Uncertainty Quantification and Causal Considerations for Off-Policy Decision Making
Muhammad Faaiz Taufiq
TL;DR
This thesis tackles robust decision-making under uncertainty by addressing both statistical uncertainty and causal unidentifiability in off-policy evaluation (OPE). It introduces Marginal Density Ratio (MR), a variance-reducing OPE estimator for contextual bandits that focuses on marginal Y shifts rather than joint (X,A,Y) shifts, and provides theoretical and empirical evidence of reduced variance and improved data efficiency. It further proposes Conformal Off-Policy Prediction (COPP), a finite-sample uncertainty quantification method that yields adaptive predictive intervals for outcomes under a target policy, with guarantees under weighted exchangeability.
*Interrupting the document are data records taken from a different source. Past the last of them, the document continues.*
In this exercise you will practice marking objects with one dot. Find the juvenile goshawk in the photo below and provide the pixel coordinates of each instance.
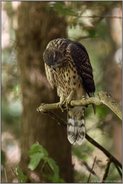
(68, 68)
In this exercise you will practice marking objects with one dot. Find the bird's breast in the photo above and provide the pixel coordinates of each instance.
(66, 80)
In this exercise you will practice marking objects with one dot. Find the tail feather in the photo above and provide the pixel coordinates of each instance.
(76, 126)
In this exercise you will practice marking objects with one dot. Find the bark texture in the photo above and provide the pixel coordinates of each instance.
(37, 25)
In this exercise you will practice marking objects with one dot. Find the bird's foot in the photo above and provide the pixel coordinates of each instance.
(68, 99)
(62, 104)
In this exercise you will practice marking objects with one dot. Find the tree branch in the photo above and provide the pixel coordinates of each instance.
(106, 171)
(109, 155)
(92, 170)
(102, 98)
(92, 141)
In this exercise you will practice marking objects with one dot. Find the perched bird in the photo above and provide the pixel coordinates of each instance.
(68, 68)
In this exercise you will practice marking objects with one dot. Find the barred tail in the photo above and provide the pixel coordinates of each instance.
(76, 125)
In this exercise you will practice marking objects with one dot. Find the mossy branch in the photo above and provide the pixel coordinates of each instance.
(102, 98)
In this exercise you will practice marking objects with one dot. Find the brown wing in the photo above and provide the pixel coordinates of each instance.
(50, 76)
(82, 63)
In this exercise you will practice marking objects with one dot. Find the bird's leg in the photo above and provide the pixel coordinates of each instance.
(69, 98)
(62, 103)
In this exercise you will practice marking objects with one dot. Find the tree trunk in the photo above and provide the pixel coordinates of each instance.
(37, 25)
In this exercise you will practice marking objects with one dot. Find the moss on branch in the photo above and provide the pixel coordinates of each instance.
(102, 98)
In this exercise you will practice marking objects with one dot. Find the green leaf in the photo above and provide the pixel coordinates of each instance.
(3, 157)
(52, 164)
(36, 153)
(20, 175)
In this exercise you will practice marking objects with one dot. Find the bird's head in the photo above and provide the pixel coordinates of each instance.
(54, 58)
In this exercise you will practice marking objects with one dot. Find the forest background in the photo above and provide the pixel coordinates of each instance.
(27, 27)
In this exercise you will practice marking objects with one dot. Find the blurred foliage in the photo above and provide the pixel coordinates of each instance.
(39, 156)
(93, 33)
(22, 178)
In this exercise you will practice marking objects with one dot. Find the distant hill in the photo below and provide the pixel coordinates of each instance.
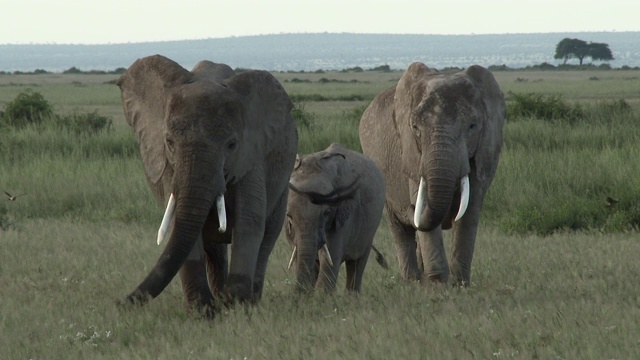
(326, 51)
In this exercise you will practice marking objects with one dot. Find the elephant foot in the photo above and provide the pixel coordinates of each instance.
(437, 279)
(239, 288)
(136, 298)
(204, 311)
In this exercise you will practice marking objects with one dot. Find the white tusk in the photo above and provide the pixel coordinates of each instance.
(222, 214)
(166, 219)
(293, 257)
(325, 249)
(464, 197)
(419, 203)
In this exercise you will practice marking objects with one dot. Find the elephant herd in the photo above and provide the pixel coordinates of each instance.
(219, 154)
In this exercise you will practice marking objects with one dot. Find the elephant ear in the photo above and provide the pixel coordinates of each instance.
(491, 139)
(144, 89)
(267, 112)
(212, 71)
(410, 91)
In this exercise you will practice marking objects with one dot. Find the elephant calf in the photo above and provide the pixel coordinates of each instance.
(333, 212)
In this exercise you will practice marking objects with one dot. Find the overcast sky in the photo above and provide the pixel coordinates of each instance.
(119, 21)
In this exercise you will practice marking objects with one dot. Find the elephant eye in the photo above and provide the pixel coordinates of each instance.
(415, 129)
(169, 143)
(232, 145)
(289, 225)
(298, 162)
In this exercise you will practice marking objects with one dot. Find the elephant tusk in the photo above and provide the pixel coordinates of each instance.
(419, 203)
(166, 219)
(464, 197)
(222, 213)
(293, 257)
(325, 250)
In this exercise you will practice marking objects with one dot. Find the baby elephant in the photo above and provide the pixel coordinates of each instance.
(333, 213)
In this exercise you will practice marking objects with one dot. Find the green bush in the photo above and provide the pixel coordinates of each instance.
(304, 119)
(29, 107)
(85, 123)
(541, 106)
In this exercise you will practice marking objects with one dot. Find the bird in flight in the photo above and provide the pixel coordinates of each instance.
(13, 197)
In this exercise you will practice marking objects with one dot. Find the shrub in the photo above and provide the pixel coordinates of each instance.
(382, 68)
(353, 116)
(546, 107)
(72, 70)
(29, 107)
(85, 123)
(304, 119)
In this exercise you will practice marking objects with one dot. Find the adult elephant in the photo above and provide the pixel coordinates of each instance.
(333, 213)
(218, 149)
(437, 139)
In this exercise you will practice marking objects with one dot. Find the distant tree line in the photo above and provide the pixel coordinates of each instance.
(580, 49)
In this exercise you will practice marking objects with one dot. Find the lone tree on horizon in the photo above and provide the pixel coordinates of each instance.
(579, 49)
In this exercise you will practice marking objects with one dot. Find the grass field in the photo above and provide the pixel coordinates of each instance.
(555, 274)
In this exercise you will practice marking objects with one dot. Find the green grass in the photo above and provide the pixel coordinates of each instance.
(570, 295)
(83, 236)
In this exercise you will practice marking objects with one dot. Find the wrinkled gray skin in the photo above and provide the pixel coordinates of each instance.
(337, 198)
(440, 127)
(205, 133)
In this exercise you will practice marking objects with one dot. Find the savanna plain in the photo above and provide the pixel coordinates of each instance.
(555, 273)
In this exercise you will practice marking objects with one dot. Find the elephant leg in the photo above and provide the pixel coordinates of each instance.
(351, 266)
(419, 258)
(405, 239)
(434, 257)
(463, 241)
(328, 275)
(273, 227)
(193, 276)
(248, 235)
(217, 267)
(354, 282)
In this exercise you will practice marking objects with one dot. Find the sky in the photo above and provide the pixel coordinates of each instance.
(124, 21)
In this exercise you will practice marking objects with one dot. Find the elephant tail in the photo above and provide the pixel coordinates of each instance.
(380, 258)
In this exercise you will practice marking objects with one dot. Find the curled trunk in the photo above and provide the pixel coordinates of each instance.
(436, 189)
(190, 215)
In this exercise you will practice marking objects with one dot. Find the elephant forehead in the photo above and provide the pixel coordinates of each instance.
(310, 178)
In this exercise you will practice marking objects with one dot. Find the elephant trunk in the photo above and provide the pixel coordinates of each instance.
(437, 187)
(190, 215)
(193, 202)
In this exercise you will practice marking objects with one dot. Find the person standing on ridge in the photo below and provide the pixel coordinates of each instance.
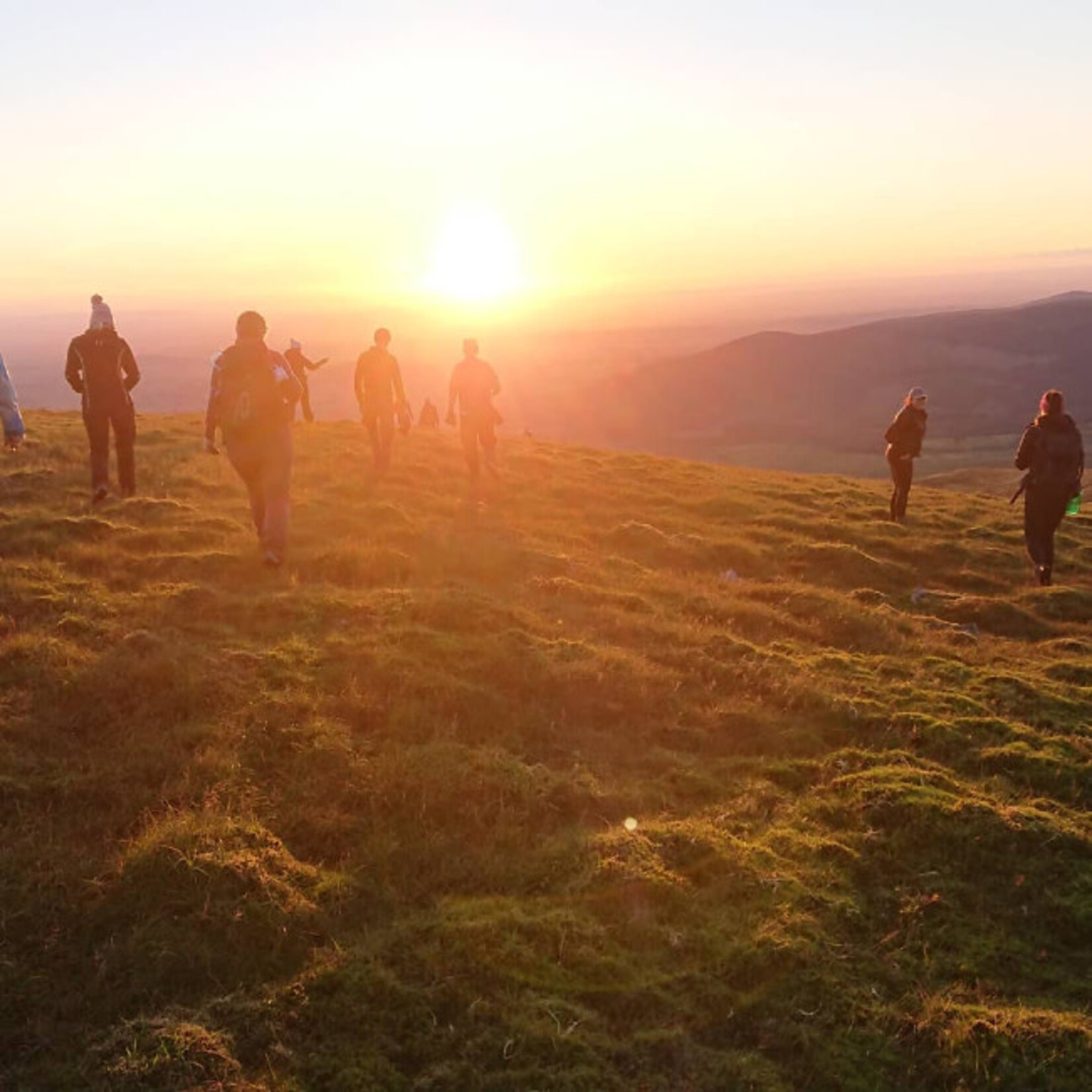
(474, 385)
(301, 366)
(253, 398)
(904, 438)
(102, 370)
(1052, 452)
(10, 417)
(380, 395)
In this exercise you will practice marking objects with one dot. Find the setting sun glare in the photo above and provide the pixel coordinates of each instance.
(475, 258)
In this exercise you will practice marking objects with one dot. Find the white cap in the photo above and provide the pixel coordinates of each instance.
(102, 317)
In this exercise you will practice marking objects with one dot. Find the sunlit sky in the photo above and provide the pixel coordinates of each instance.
(336, 152)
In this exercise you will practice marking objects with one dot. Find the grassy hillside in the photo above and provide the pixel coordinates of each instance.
(529, 795)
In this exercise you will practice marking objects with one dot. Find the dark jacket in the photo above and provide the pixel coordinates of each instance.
(378, 380)
(1053, 451)
(251, 388)
(102, 367)
(906, 433)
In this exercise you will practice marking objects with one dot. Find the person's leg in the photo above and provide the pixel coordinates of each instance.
(244, 455)
(125, 439)
(276, 483)
(371, 424)
(487, 437)
(467, 432)
(98, 440)
(1053, 514)
(1038, 534)
(385, 438)
(908, 477)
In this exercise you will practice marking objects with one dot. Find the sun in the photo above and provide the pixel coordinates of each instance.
(475, 259)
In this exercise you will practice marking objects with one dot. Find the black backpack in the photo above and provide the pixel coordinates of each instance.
(249, 395)
(1060, 458)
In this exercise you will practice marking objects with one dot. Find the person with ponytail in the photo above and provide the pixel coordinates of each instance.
(904, 438)
(1052, 452)
(253, 400)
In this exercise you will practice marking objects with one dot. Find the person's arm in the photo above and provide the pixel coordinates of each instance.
(212, 412)
(400, 391)
(894, 435)
(452, 395)
(1026, 453)
(288, 385)
(129, 367)
(73, 370)
(358, 380)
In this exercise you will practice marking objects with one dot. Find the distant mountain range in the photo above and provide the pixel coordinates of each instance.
(984, 371)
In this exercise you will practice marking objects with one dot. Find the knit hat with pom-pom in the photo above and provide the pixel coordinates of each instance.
(102, 317)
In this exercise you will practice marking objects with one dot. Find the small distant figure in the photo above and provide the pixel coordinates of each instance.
(380, 395)
(301, 366)
(102, 370)
(253, 397)
(430, 416)
(904, 438)
(1052, 452)
(10, 417)
(474, 385)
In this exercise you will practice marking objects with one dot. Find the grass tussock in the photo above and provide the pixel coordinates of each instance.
(641, 775)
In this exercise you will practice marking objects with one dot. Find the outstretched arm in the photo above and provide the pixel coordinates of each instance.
(1027, 450)
(73, 370)
(129, 368)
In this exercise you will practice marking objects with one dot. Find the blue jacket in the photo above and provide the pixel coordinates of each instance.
(13, 427)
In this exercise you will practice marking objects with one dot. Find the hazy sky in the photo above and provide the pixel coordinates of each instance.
(174, 153)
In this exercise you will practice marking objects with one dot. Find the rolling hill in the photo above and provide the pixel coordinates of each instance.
(644, 775)
(837, 390)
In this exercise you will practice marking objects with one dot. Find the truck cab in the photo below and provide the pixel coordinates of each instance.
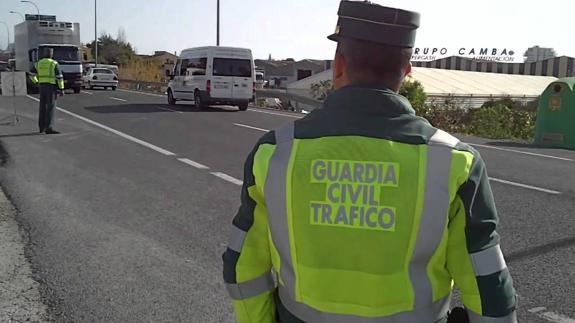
(39, 32)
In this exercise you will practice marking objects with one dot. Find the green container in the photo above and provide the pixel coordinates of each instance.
(556, 115)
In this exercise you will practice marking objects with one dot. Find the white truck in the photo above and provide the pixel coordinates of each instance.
(36, 33)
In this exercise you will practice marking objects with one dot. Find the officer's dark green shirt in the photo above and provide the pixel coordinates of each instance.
(371, 112)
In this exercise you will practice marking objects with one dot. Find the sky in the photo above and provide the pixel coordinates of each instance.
(298, 28)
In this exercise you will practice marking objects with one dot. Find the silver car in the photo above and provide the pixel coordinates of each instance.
(100, 77)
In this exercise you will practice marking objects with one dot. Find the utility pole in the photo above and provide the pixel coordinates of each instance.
(96, 32)
(7, 35)
(218, 29)
(34, 4)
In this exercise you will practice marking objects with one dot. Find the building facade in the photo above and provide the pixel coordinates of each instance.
(536, 53)
(562, 66)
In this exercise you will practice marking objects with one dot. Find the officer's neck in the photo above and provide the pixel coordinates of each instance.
(371, 85)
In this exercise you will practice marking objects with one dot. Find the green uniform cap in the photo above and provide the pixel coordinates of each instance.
(371, 22)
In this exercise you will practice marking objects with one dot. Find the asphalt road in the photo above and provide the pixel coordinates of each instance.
(127, 223)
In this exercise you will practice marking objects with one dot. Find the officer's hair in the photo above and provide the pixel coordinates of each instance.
(368, 62)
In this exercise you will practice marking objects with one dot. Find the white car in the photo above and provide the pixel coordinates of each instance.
(100, 77)
(213, 75)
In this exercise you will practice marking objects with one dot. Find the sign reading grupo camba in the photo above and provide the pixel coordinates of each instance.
(483, 53)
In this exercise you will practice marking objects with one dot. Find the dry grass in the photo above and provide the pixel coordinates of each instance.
(148, 70)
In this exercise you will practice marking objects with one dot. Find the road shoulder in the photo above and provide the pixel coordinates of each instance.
(20, 299)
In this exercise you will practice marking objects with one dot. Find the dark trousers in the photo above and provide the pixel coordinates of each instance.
(48, 94)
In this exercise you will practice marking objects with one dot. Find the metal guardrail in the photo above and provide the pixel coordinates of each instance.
(144, 86)
(476, 101)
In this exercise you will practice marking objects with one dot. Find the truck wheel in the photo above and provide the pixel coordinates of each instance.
(198, 101)
(243, 106)
(171, 99)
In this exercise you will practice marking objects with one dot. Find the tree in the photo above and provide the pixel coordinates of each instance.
(122, 36)
(414, 92)
(113, 51)
(322, 89)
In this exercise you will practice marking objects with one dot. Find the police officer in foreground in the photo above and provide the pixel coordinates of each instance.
(46, 73)
(362, 211)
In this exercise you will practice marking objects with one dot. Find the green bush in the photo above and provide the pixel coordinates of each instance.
(491, 122)
(415, 93)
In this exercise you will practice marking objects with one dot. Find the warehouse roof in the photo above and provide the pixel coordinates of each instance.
(438, 82)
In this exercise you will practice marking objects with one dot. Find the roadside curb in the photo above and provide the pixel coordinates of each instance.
(20, 299)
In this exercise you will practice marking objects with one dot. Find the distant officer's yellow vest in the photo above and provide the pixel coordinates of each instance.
(46, 69)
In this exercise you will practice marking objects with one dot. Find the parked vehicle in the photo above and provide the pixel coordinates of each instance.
(100, 77)
(36, 33)
(260, 81)
(213, 75)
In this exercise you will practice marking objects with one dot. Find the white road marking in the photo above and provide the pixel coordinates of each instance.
(535, 188)
(144, 93)
(169, 110)
(114, 131)
(250, 127)
(551, 316)
(276, 114)
(521, 152)
(193, 163)
(228, 178)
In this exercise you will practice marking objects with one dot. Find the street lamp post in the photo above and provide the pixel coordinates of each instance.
(18, 13)
(8, 43)
(96, 33)
(32, 3)
(218, 23)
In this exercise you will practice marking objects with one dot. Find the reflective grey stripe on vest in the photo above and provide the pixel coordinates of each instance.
(432, 226)
(476, 318)
(309, 314)
(251, 288)
(488, 261)
(275, 196)
(434, 216)
(237, 238)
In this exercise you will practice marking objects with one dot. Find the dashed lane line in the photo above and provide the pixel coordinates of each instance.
(550, 316)
(187, 161)
(143, 93)
(114, 131)
(276, 114)
(250, 127)
(193, 163)
(521, 152)
(530, 187)
(228, 178)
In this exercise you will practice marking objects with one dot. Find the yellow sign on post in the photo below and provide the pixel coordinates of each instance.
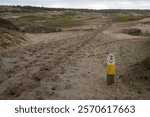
(110, 69)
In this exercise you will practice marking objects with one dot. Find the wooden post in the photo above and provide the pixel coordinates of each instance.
(110, 69)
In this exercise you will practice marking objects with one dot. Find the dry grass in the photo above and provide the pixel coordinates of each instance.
(10, 38)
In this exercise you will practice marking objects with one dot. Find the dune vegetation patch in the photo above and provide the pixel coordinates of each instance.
(37, 23)
(132, 31)
(8, 25)
(10, 38)
(65, 19)
(146, 62)
(121, 19)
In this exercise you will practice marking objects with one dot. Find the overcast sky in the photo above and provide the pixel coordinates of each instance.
(90, 4)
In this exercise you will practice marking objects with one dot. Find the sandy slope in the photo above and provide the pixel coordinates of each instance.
(71, 65)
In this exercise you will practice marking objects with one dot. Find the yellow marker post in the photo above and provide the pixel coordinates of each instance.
(110, 69)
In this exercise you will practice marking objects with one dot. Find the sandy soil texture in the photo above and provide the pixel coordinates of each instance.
(72, 65)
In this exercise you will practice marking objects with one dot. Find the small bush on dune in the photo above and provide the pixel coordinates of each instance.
(8, 25)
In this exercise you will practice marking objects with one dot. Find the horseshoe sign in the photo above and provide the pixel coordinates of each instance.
(111, 59)
(110, 69)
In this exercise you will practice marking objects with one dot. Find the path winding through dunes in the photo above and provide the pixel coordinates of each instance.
(71, 67)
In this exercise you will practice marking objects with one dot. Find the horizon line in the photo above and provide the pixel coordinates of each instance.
(67, 8)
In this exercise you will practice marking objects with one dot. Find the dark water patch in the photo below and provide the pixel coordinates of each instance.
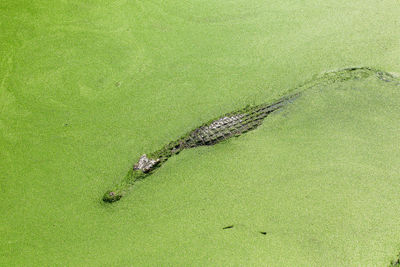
(234, 124)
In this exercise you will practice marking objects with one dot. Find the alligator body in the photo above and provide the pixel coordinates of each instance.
(231, 125)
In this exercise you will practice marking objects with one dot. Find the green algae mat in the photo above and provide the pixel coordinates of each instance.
(87, 87)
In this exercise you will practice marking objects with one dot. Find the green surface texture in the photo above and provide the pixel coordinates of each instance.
(86, 87)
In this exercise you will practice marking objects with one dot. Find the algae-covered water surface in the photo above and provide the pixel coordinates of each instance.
(87, 87)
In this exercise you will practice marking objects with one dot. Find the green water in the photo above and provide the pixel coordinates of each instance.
(87, 87)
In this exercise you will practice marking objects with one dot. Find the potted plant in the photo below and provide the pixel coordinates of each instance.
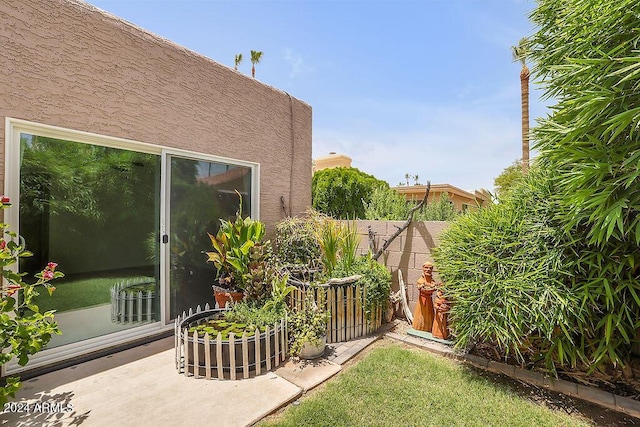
(239, 255)
(308, 329)
(258, 328)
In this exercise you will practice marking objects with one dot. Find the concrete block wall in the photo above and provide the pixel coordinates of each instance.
(407, 252)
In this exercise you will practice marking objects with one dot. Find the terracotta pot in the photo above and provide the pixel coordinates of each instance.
(313, 351)
(225, 296)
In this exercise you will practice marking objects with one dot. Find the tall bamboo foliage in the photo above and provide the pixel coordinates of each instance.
(503, 269)
(553, 272)
(587, 54)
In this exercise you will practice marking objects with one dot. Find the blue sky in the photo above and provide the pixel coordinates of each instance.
(421, 87)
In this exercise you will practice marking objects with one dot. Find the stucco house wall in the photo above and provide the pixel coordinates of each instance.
(407, 252)
(66, 63)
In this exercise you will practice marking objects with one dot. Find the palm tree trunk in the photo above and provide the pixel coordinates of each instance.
(524, 89)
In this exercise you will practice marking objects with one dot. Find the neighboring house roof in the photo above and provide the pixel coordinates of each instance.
(418, 190)
(333, 160)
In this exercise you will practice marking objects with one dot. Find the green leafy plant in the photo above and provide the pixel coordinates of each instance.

Finally, it develops longitudinal causal bounds for sequential decision settings that remain valid under arbitrary unmeasured confounding and demonstrates their use for falsifying digital twin models in a real-world case study. Collectively, the work advances robust, uncertainty-aware policy evaluation and validation in both static and dynamic decision-making contexts, with direct applicability to medical, recommender-system, and digital twin domains.
Abstract
Off-policy evaluation (OPE) is a critical challenge in robust decision-making that seeks to assess the performance of a new policy using data collected under a different policy. However, the existing OPE methodologies suffer from several limitations arising from statistical uncertainty as well as causal considerations. In this thesis, we address these limitations by presenting three different works. Firstly, we consider the problem of high variance in the importance-sampling-based OPE estimators. We introduce the Marginal Ratio (MR) estimator, a novel OPE method that reduces variance by focusing on the marginal distribution of outcomes rather than direct policy shifts, improving robustness in contextual bandits. Next, we propose Conformal Off-Policy Prediction (COPP), a principled approach for uncertainty quantification in OPE that provides finite-sample predictive intervals, ensuring robust decision-making in risk-sensitive applications. Finally, we address causal unidentifiability in off-policy decision-making by developing novel bounds for sequential decision settings, which remain valid under arbitrary unmeasured confounding. We apply these bounds to assess the reliability of digital twin models, introducing a falsification framework to identify scenarios where model predictions diverge from real-world behaviour. Our contributions provide new insights into robust decision-making under uncertainty and establish principled methods for evaluating policies in both static and dynamic settings.